Suggestion: make it a CYOA-style interactive piece, where the reader is tasked with aligning AI, and could choose from a variety of approaches which branch out into sub-approaches and so on. All of the paths, of course, bottom out in everyone dying, with detailed explanations of why. This project might then evolve based on feedback, adding new branches that counter counter-arguments made by people who played it and weren't convinced. Might also make several "modes", targeted at ML specialists, general public, etc., where the text makes different tradeoffs regarding technicality vs. vividness.
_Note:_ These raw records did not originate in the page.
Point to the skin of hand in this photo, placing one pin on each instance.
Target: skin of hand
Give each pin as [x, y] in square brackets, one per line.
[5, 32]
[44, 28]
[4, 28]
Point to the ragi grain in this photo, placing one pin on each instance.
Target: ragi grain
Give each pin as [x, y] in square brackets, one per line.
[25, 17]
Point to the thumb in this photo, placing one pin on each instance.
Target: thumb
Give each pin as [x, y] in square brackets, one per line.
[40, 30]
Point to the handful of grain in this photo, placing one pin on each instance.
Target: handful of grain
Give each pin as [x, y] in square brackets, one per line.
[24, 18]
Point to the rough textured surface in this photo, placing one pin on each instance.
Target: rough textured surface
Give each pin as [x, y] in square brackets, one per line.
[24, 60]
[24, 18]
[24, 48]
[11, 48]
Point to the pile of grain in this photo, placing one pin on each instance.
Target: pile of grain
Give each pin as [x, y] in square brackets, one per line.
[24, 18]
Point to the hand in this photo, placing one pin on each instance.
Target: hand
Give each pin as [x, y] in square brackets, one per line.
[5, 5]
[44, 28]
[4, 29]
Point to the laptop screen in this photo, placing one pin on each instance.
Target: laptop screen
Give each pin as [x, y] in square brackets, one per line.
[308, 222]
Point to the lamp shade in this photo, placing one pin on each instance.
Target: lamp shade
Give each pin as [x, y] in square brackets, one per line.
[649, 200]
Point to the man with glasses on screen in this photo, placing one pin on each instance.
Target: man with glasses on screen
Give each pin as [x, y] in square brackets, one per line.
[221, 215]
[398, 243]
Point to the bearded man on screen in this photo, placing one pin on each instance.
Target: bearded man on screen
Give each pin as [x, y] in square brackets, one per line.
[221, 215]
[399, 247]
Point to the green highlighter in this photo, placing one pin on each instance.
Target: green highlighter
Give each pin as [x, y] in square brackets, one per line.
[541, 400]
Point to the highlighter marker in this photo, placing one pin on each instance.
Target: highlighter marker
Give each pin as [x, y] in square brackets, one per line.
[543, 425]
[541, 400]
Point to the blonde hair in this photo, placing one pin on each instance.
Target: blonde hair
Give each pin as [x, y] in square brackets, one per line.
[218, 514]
I'd do it myself (I'd had the idea of doing it before this post came out, and my preliminary notes covered much of the same ground, I feel the need to smugly say), but I'm not at all convinced that this is going to be particularly useful. Attempts to defeat the opposition by building up a massive evolving database of counter-arguments have been made in other fields, and so far as I know, they never convinced anybody.
The interactive factor would be novel (as far as I know), but I'm still skeptical.
(A... different implementation might be to use a fine-tuned language model for this; make it an AI Dungeon kind of setup, where it provides specialized counter-arguments for any suggestion. But I expect it to be less effective than a more coarse hand-written CYOA, since the readers/players would know that the thing they're talking to has no idea what it's talking about, so would disregard its words.)